Opposition parties present ‘adapted German model’ for 2020 elections

The opposition parties say that their bill will be sent to internal organisations for evaluation. Photo: Nino Alavidze/Agenda.ge. 

Agenda.ge, 29 Nov 2019 - 16:56, Tbilisi,Georgia

About 30 opposition parties, including the parliamentary opposition, have presented an ‘adapted version’ of the German electoral model for Georgia’s 2020 parliamentary elections amid protests in Tbilisi sparked by the rejection of the ruling party proposed bill which offered an early transition to a fully proportional electoral system starting 2020 instead of 2024. 

The opposition has plans to send the bill to the OSCE and if approved, initiate discussions in the Georgian parliament. 

The opposition parties say that the model does not contradict the current state constitution and can be passed with the support of only 76 MPs in the 150-member parliament instead of 113 mandatory for constitutional changes.

The bill says that the number of mandates in parliament will be dependent on votes received in party-list, or proportional, voting. 

The opposition says that the ruling party "deliberately rejected" the election bill on November 14. Photo: Nino Alavidze/Agenda.ge.  

  • Currently Georgia has a mixed electoral system,with 73 MPs elected in single-mandate constituencies [majoritarian elections] and remaining 77 based on proportional, party-list system.

The German model is also a mixed-electoral system.

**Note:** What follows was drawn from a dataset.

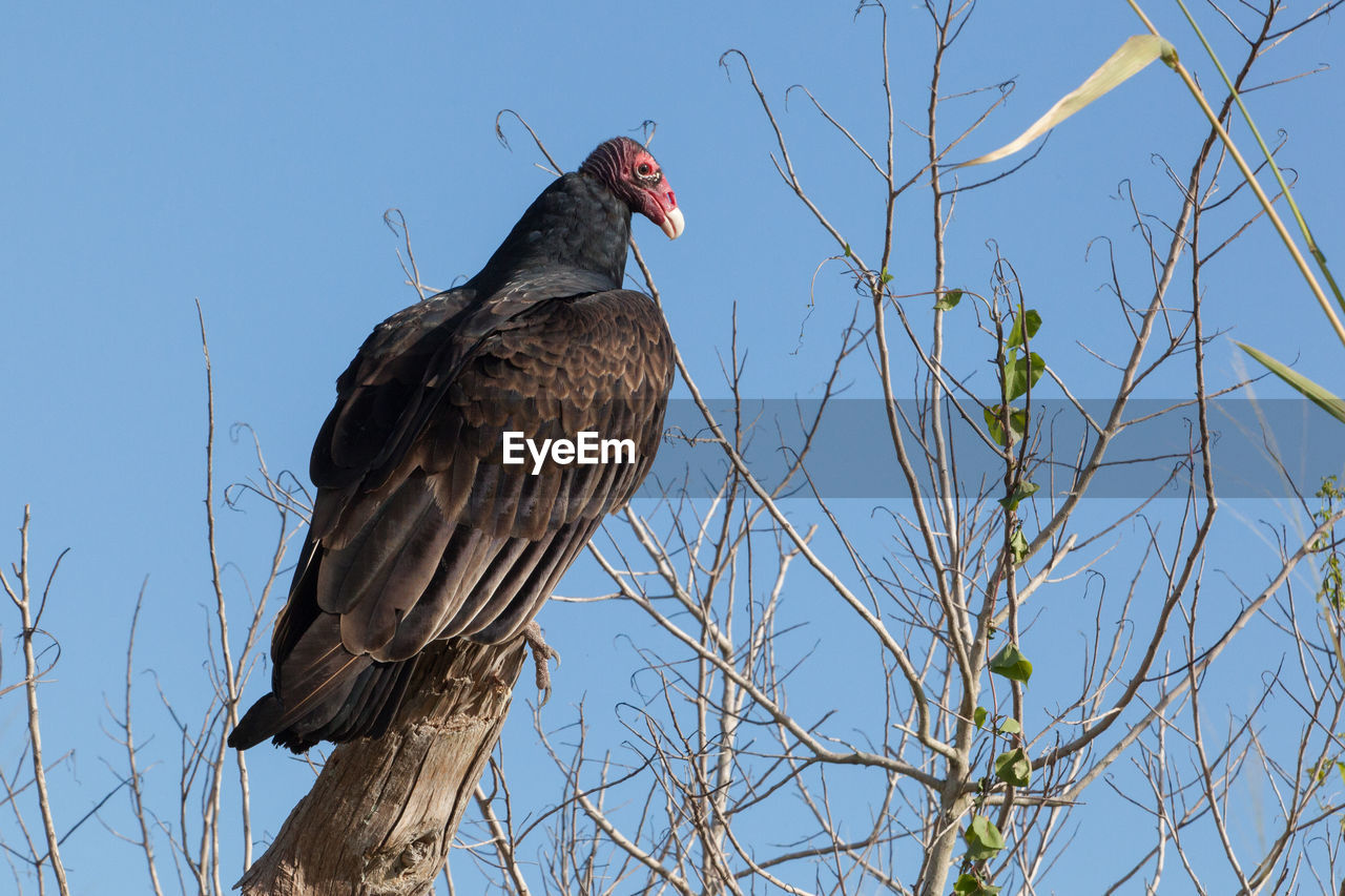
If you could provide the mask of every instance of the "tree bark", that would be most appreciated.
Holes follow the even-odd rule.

However, the results of the proportional race influence the outcome of the majoritarian elections. 

The bill reads that the mandates in parliament will be distributed based on the number of votes received in proportional voting. 

The bill also reads that if independent candidates or the majoritarian candidates of the parties which will not overcome the mandatory three per cent threshold in proportional voting, will win majoritarian elections, they will receive mandates in parliament. 

The bill offers the creation of multi-mandate election districts for majoritarian elections, with the number of mandates no less than six and no more than eight.